Rating: C+
Dir: Kim Sang-jin
Star: Ji Hyun-woo, Jo Han-sun, Park Yeong-gyu, Jung Jae-hoon
A decade after the events of the original, the same gas station is ransacked by a new gang of motorcycle punks. The fed-up owner (Park) goes out and hires his own team of thugs (“violent ex-convicts preferred”) to work at the station and guard it. When a small splinter group of bikers stage an inept raid, it seems his dreams have come true, but his harsh treatment of his staff leads them to rebel, lock him upstairs and run the gas station themselves, to raise enough funds for the wages they’re due. Unable to run credit-cards, they’re a cash only business, but the 50% off sale they run to draw business has some unwanted consequences. Over the course of the night. visitors to their filling station include a rival owner, a hijacked prison bus, and the original gang, who have been lured back by a sting, carried out before things went nozzle-shaped.
It was about a decade ago that I last watched the original, but rather too much of this still seemed familiar, such as the confrontational relationship between the owner and those who hijack his station, the cast of kooky characters who visit it, and the sense that there are probably a large number of jokes that we in the West are not quite getting.

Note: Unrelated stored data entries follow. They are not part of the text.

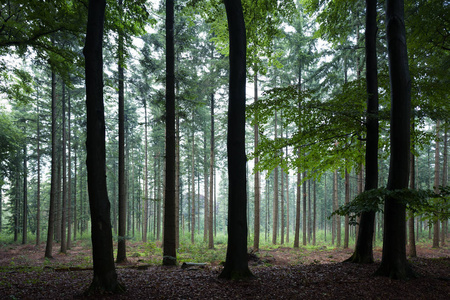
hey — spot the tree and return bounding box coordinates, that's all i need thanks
[345,0,379,264]
[374,0,416,280]
[44,69,57,259]
[219,0,253,280]
[116,0,127,263]
[83,0,123,293]
[163,0,177,266]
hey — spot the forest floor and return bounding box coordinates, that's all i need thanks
[0,240,449,299]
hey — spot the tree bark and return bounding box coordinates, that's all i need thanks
[346,0,378,264]
[163,0,177,266]
[209,93,215,249]
[45,69,57,259]
[408,151,416,257]
[219,0,253,280]
[61,83,67,253]
[374,0,415,279]
[83,0,123,293]
[432,120,440,248]
[253,73,260,251]
[116,0,127,263]
[293,171,301,248]
[272,112,278,245]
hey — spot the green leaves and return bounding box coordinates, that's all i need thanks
[247,78,367,180]
[331,186,450,225]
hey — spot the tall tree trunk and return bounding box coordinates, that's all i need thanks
[302,172,307,245]
[61,83,67,254]
[374,0,415,279]
[219,0,253,280]
[346,0,378,264]
[253,73,260,251]
[209,93,215,249]
[307,179,311,244]
[203,130,208,243]
[344,169,350,249]
[22,142,27,245]
[163,0,177,266]
[116,0,127,263]
[142,103,148,244]
[293,171,301,248]
[191,127,195,244]
[36,102,41,245]
[73,149,77,241]
[441,127,447,246]
[45,69,57,259]
[432,120,440,248]
[272,112,278,245]
[313,179,316,246]
[67,91,72,249]
[83,0,122,292]
[408,151,416,257]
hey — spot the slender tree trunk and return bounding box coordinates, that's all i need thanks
[73,149,77,241]
[302,172,307,246]
[163,0,177,265]
[67,92,72,249]
[408,151,416,257]
[60,83,67,253]
[36,103,41,245]
[45,69,57,259]
[313,179,316,246]
[433,120,440,248]
[441,127,447,246]
[22,142,27,245]
[209,93,215,249]
[191,127,195,244]
[344,169,350,249]
[116,0,127,263]
[219,0,253,279]
[307,179,311,244]
[142,103,148,244]
[374,0,415,279]
[294,171,301,248]
[253,73,260,251]
[83,0,122,292]
[272,112,278,245]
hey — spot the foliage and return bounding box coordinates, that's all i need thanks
[332,186,450,225]
[247,79,367,179]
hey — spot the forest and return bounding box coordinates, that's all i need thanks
[0,0,449,298]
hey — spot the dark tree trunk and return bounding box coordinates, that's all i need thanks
[22,143,27,245]
[344,169,349,249]
[432,120,440,248]
[408,151,416,257]
[116,0,127,263]
[374,0,415,279]
[61,83,67,254]
[67,91,72,249]
[209,93,215,249]
[36,103,41,245]
[219,0,253,280]
[302,172,307,245]
[253,73,260,251]
[163,0,177,266]
[346,0,378,264]
[83,0,123,293]
[45,69,57,259]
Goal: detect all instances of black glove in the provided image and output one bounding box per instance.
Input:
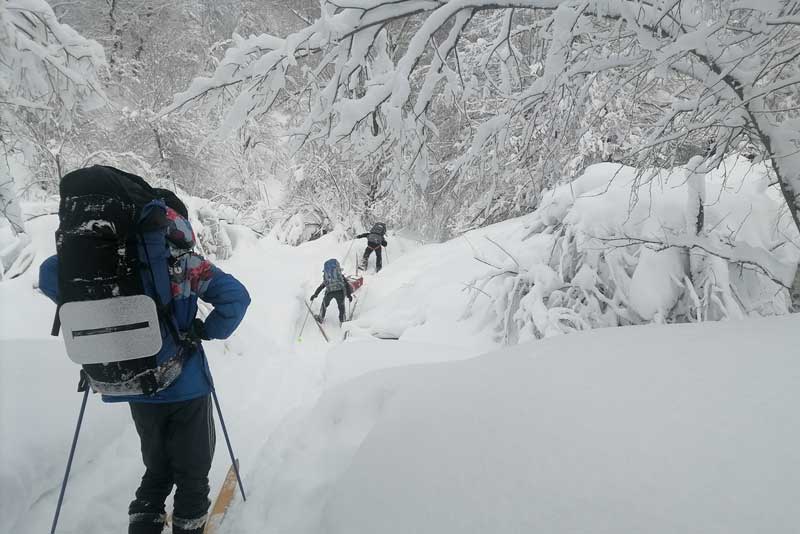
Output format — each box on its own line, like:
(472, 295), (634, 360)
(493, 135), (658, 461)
(189, 318), (209, 341)
(347, 295), (353, 302)
(310, 294), (316, 301)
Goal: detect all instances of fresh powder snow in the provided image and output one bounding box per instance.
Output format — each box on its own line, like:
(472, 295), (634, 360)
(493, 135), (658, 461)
(3, 2), (799, 532)
(1, 160), (797, 533)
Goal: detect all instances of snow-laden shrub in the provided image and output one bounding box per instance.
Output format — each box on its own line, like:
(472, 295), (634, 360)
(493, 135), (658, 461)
(270, 212), (328, 246)
(0, 199), (53, 280)
(265, 147), (402, 246)
(0, 226), (32, 281)
(183, 197), (239, 260)
(464, 157), (799, 344)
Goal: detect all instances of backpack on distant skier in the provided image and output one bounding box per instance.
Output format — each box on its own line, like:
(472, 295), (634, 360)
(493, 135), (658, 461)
(367, 222), (386, 247)
(53, 165), (188, 396)
(322, 258), (346, 292)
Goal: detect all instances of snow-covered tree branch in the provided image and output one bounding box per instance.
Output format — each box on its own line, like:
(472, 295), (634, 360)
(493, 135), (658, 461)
(462, 158), (798, 341)
(166, 0), (800, 237)
(1, 0), (107, 229)
(0, 0), (107, 277)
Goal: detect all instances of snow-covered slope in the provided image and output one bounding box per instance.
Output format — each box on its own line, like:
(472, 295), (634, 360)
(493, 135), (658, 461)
(0, 208), (425, 534)
(1, 157), (796, 533)
(225, 315), (799, 534)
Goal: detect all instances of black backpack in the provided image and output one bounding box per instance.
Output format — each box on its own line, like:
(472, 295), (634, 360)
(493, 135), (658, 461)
(367, 222), (386, 246)
(54, 166), (186, 395)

Still, enough time has passed that this is still adequately entertaining: there are some interesting visual flourishes and if you don’t like one character, don’t worry, because there’ll be another one along in a minute. In terms of plotting, it’s kinda loose: the story doesn’t do much than throw another ingredient into the pot, and stir, though the climax (which largely revolves around everyone’s uncertainty as to whether or not diesel is flammable) does generate more tension that the rest of the film. There’s something oddly retro about the entire concept of getting your tank filled up by an attendant, but if you can get past that, and the inevitable cultural dissonance, it’s acceptably entertaining, if largely forgettable.